Prisoners have the right to exercise their free speech in many ways. They can talk to each other, to their families, to their friends gained while they were free, and to their lawyers. The internet gives them access to the unsuspecting population at large. Incarceration is supposed to PREVENT access to the population at large. Allowing them to use the internet not only exposes the gullible among us to their persuasive ends, but gives them the appearance of legitimacy. The civil liberties being bandied about here should not be invoked as part of their Constitutional right to free access since free access is what is precisely meant to be denied to those sent to prison.

Moreover, their accessibility on line attracts women whose personal lives are chaos and who see in these men a way to a relationship, any relationship at all. She will show him how special she is because she will love him despite everything. “My love will change him." I don’t know why I should care what happens to these infantile dimwits, but someone has to watch out for them.

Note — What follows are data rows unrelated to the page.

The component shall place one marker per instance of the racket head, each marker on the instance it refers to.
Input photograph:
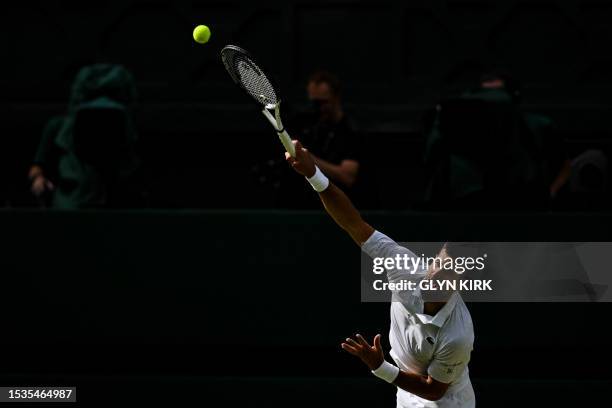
(247, 74)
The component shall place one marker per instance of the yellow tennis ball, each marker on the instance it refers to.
(201, 34)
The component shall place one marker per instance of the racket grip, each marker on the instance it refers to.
(286, 141)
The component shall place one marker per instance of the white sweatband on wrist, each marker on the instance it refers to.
(387, 372)
(318, 181)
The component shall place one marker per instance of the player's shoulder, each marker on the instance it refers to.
(459, 328)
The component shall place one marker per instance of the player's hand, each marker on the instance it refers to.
(40, 185)
(303, 162)
(372, 356)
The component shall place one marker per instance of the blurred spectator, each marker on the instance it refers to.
(484, 152)
(587, 187)
(87, 158)
(325, 130)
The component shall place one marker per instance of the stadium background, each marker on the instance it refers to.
(142, 305)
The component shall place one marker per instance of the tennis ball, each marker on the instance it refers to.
(201, 34)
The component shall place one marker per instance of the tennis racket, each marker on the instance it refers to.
(248, 75)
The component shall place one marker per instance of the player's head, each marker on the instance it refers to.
(324, 92)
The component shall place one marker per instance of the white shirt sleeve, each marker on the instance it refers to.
(381, 246)
(449, 363)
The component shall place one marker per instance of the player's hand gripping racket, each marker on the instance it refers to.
(249, 76)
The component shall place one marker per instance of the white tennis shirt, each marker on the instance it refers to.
(437, 345)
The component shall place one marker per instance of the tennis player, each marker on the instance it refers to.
(431, 338)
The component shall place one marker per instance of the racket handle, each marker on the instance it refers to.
(283, 135)
(286, 141)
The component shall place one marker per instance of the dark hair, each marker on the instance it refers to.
(328, 78)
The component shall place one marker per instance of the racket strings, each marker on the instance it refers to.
(249, 76)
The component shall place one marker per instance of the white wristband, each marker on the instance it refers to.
(318, 181)
(387, 371)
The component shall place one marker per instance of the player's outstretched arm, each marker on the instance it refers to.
(337, 204)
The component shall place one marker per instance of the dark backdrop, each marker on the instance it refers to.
(395, 58)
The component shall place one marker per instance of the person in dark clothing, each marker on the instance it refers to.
(326, 131)
(87, 157)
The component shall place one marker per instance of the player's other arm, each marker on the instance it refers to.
(336, 203)
(373, 356)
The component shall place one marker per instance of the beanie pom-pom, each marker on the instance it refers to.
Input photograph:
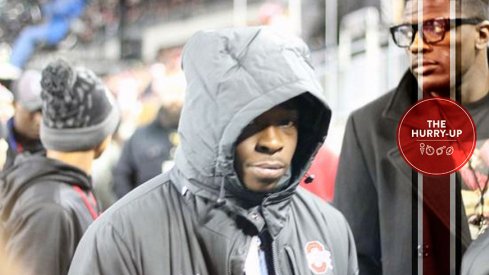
(58, 79)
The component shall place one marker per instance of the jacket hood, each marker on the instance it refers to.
(233, 76)
(29, 170)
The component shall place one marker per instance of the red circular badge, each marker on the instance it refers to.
(436, 136)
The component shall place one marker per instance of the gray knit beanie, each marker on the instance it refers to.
(78, 111)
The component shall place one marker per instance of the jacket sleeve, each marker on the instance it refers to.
(103, 251)
(42, 239)
(124, 172)
(356, 197)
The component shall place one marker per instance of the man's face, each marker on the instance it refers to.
(27, 123)
(434, 68)
(265, 148)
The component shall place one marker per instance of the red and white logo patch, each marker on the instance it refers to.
(318, 258)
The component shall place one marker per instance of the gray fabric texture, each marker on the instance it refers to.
(78, 111)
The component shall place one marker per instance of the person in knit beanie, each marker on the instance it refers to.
(47, 201)
(78, 113)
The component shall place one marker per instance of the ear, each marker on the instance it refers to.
(483, 35)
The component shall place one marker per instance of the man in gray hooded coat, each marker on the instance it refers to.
(253, 118)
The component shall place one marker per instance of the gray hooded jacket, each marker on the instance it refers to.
(198, 218)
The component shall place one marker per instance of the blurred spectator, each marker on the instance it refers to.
(150, 149)
(47, 202)
(102, 173)
(23, 127)
(6, 112)
(58, 16)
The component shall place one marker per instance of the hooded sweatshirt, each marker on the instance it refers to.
(198, 218)
(45, 206)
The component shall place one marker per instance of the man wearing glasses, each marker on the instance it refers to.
(374, 184)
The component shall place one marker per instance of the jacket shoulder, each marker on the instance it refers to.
(374, 108)
(149, 200)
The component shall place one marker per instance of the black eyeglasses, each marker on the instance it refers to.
(433, 30)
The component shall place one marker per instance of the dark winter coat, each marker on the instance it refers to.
(374, 187)
(43, 213)
(191, 220)
(142, 157)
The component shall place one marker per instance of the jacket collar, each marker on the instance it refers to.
(404, 96)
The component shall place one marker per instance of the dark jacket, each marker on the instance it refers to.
(42, 215)
(18, 145)
(198, 218)
(142, 156)
(374, 187)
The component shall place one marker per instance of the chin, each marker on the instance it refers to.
(440, 85)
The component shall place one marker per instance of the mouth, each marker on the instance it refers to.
(424, 68)
(268, 169)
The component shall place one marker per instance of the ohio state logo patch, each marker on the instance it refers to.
(318, 258)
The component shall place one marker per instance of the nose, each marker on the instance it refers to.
(418, 45)
(270, 140)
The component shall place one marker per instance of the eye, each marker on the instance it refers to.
(287, 123)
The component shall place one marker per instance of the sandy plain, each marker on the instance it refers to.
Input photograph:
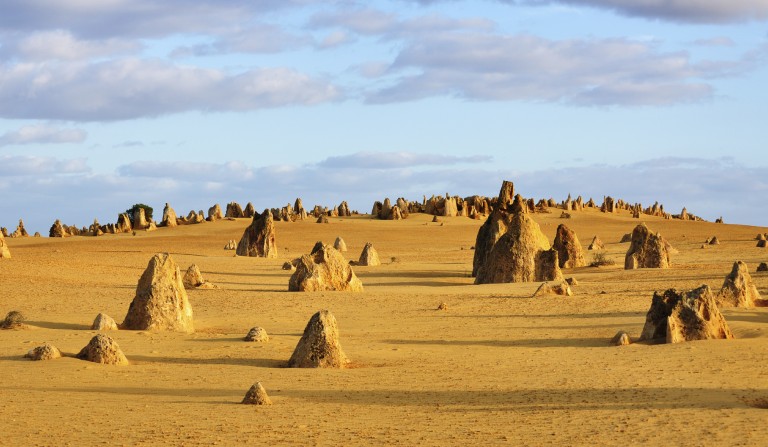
(496, 368)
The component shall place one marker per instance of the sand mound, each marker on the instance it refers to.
(161, 302)
(319, 345)
(103, 349)
(103, 322)
(5, 253)
(325, 269)
(648, 250)
(369, 256)
(339, 244)
(569, 251)
(257, 334)
(256, 395)
(738, 289)
(45, 351)
(522, 254)
(259, 238)
(684, 316)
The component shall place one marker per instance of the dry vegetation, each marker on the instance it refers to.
(495, 367)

Modern technology has outpaced the safeguards put in place before it was so easy to gain access to the masses. These prisoners are removed from society precisely because they do not belong in it. Internet access allows them to move freely among the unsuspecting. Seems to me this is directly contradictory to the entire theory of imprisonment.

I really don’t know why some enterprising attorney does not fight this battle.

And a parenthetical aside to all this is that we have to do more to educate our over-protected children from falling prey to charming predators. I grew up in the inner city and it would never have occurred to me to go blithely off with some stranger no matter how sweet his talk or engaging his smile. I was not “ruined” by explicit knowledge, I was saved by it. Keeping our children too innocent is keeping them vulnerable.

xx, Teal

posted on July 19, 2008 1:47 PM ()

Comments:

Great Post!! What are prison officials thinking of, letting
felons have computer access? (Not to mention conjugal visits,
being able to marry while incarcerated, and all kinds of
priviledges that they should forfeit when convicted.) I bet that
beast Peterson will have women clamoring over him. Can't
Lacy's family get the prison to stop allowing him to use her photos?

comment by susil on July 28, 2008 8:55 AM ()
Great post. I'm with jondude here. When you violate the social contract, you ought to forfeit its privileges.
comment by beedith on July 20, 2008 10:44 PM ()
Teal, when I worked at the shelter for battered women, many of the women got into a correspondance with these felons. They were unable to attract anyone decent because of lack of confidence and education and became easy prey to a prisoner who offered them love in exchange for a place to stay when they got out. We helped them only to see them fall into another mess when they got out of their abusive relationship.
comment by elderjane on July 20, 2008 3:19 PM ()
Many of the people in prison are just out and out evil. They need to be cut off from society (which is a main purpose of prison) or they will continue to cause as much pain and social chaos as they can get away with.
Only people who do not understand the real nature of evil would insist that criminals be allowed to openly communicate with society. I'm glad to see that you are one of those who does understand it.
comment by think141 on July 20, 2008 8:31 AM ()
No incarcerated criminal should have access to anything except prison library books, food, medical and a cot.
comment by jondude on July 19, 2008 2:14 PM ()
You raise some very valid concerns. Once criminals and predators are caught and imprisoned, indeed they have forfeited their rights to be part of society. Since the Internet doesn't come with the restricted access parameters that could protect users from criminals and predators, why do they have access to the Internet at all? If our tax dollars are paying for Internet access for criminals in prisons, I want a refund.